Improving low-cloud fraction prediction through machine learning

Submitter

Li, Zhanqing — University of Maryland
Zhang, Haipeng — University of Maryland, College Park

Area of research

Cloud Processes

Journal Reference

Zhang H, Y Zheng, and Z Li. 2024. "Improving Low‐Cloud Fraction Prediction Through Machine Learning." Geophysical Research Letters, 51(15), e2024GL109735, 10.1029/2024GL109735.

Science

Low clouds impose a strong radiative cooling effect on Earth’s climate. Predicting low-cloud fraction (LCF) is, however, challenging in global climate models (GCMs), partly due to deficiencies in cloud parameterization schemes. There are two longstanding issues in GCMs: (a) predicting too few low clouds and (b) simulating a too rapid stratocumulus-to-cumulus transition (SCT). Machine learning (ML) models might fill these gaps because they are an efficient, economical, and accurate method of making predictions.

Impact

To improve LCF prediction, ML models (XGBoost) are built upon major large-scale meteorological factors by circumventing the representation of unresolved small-scale processes (e.g., boundary-layer turbulence and entrainment). LCFs from two generations of the community atmospheric model (CAM5 and CAM6) and ERA5 reanalysis data are evaluated against the satellite LCF product of the CERES SYN Ed4. The ML models exhibit superior performance in predicting LCF in terms of both overall error statistics (bias, RMSE, and correlation coefficients) and the spatial patterns across the full spectrums of atmospheric stability and large-scale vertical velocity. The improvements alleviate the common problem of “too few” low clouds in GCMs. Furthermore, marked improvements are also demonstrated in representing the transition from stratocumulus to cumulus clouds, as opposed to too rapid decreases in LCF simulated by two CAMs and ERA5.

Summary

This study exploits the credentials of ML models (specifically XGBoost) in predicting LCF with respect to several traditional cloud schemes employed in the CAM5, CAM6, and ERA5 reanalysis data. To mitigate the impact of simulation errors related to large-scale meteorological factors, we nudged the wind speeds, temperature, and moisture toward ERA5 in CAM5 and CAM6. Through an interpretable ML approach (SHAP), we find that including the effect of moisture source in ML models is crucial to representing spatiotemporal variations in LCF in the midlatitudes, noting that this key variable has not been used in the popular cloud fraction parametrizations. This study indicates that ML can significantly improve the simulation of low clouds, promising to address longstanding issues of too few low clouds and too rapid SCT in GCMs. Despite the promising results, further studies are needed to refine ML models before they can be employed in climate models.

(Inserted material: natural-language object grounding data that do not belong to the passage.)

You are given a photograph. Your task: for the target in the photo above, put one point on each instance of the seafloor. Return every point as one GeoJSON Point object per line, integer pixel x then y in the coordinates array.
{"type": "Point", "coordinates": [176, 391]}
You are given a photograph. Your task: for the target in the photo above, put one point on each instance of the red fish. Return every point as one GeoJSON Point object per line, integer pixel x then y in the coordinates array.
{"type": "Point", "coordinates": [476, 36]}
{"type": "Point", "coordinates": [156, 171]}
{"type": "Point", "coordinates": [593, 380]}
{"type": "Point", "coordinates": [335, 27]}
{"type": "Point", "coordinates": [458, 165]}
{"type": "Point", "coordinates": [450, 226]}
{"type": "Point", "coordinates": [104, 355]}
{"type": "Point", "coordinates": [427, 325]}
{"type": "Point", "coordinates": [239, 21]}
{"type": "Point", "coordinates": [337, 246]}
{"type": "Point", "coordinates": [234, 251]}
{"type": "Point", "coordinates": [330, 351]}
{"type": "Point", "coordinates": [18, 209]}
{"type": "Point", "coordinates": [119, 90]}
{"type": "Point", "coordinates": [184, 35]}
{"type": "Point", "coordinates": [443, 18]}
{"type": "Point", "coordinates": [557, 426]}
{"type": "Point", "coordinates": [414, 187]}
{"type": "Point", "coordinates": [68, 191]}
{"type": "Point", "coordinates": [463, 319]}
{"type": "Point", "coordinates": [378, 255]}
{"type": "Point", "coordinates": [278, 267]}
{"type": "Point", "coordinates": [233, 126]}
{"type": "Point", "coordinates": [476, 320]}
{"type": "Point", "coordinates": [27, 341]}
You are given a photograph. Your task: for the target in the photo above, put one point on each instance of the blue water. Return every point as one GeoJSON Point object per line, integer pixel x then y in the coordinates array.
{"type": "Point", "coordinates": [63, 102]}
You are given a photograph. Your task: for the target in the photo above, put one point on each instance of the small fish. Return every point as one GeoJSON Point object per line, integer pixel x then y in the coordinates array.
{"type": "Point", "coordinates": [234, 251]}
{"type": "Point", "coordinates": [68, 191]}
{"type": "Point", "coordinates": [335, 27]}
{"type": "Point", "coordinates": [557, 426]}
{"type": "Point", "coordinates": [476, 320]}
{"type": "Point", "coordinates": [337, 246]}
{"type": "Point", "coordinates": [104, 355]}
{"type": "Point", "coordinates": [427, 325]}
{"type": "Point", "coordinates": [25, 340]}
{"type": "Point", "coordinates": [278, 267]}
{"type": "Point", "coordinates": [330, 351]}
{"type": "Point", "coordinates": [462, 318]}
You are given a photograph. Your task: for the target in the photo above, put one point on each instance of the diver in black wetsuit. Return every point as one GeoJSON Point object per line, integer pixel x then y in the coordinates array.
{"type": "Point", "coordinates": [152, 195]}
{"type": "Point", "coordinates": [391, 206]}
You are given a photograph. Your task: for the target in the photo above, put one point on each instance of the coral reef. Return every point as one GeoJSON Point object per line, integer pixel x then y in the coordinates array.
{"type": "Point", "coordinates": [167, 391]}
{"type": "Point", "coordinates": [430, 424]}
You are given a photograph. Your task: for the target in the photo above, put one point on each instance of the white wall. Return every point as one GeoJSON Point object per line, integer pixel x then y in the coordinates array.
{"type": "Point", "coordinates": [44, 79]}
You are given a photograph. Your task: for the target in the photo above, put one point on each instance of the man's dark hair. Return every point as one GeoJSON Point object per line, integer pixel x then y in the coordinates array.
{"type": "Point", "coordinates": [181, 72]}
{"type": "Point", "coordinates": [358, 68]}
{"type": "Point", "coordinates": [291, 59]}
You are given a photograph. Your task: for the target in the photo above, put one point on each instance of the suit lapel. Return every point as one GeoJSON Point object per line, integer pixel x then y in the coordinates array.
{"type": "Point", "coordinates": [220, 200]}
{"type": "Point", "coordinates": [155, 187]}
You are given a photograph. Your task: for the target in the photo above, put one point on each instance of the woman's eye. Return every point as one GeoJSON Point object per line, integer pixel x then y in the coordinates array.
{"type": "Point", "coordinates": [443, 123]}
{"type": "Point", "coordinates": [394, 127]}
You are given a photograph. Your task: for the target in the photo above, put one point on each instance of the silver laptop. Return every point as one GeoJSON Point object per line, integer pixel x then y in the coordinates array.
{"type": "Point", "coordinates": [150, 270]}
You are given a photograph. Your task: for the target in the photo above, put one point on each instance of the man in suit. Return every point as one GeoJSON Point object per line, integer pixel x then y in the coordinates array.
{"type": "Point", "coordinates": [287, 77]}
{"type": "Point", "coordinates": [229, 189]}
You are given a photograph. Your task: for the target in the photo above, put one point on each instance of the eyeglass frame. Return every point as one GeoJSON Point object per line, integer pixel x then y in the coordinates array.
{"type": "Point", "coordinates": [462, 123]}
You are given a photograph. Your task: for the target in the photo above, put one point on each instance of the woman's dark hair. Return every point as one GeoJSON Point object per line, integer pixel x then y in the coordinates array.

Comparison of global LCF between observations (CERES SYN Ed4 product) and different models. (a) Climatological mean LCF for 2004-2005 from observations. Other panels show LCF differences between a model and observations: (b) CAM6 with COSP enabled, (c) CAM5 with COSP enabled, (d) ERA5, (e) XGB7, and (f) XGB10. The black boxes of 10^o x 10^o mark the eight selected regions where stratocumulus decks are prevalent: North Atlantic (NA), North Pacific (NP), Northeast Pacific (NEP), Northeast Atlantic (NEA), Southeast Pacific (SEP), Southeast Atlantic (SEA), Southeast Indian Ocean (SEI), and Southern Ocean (SO), identified by Klein & Hartmann (1993). Image from journal.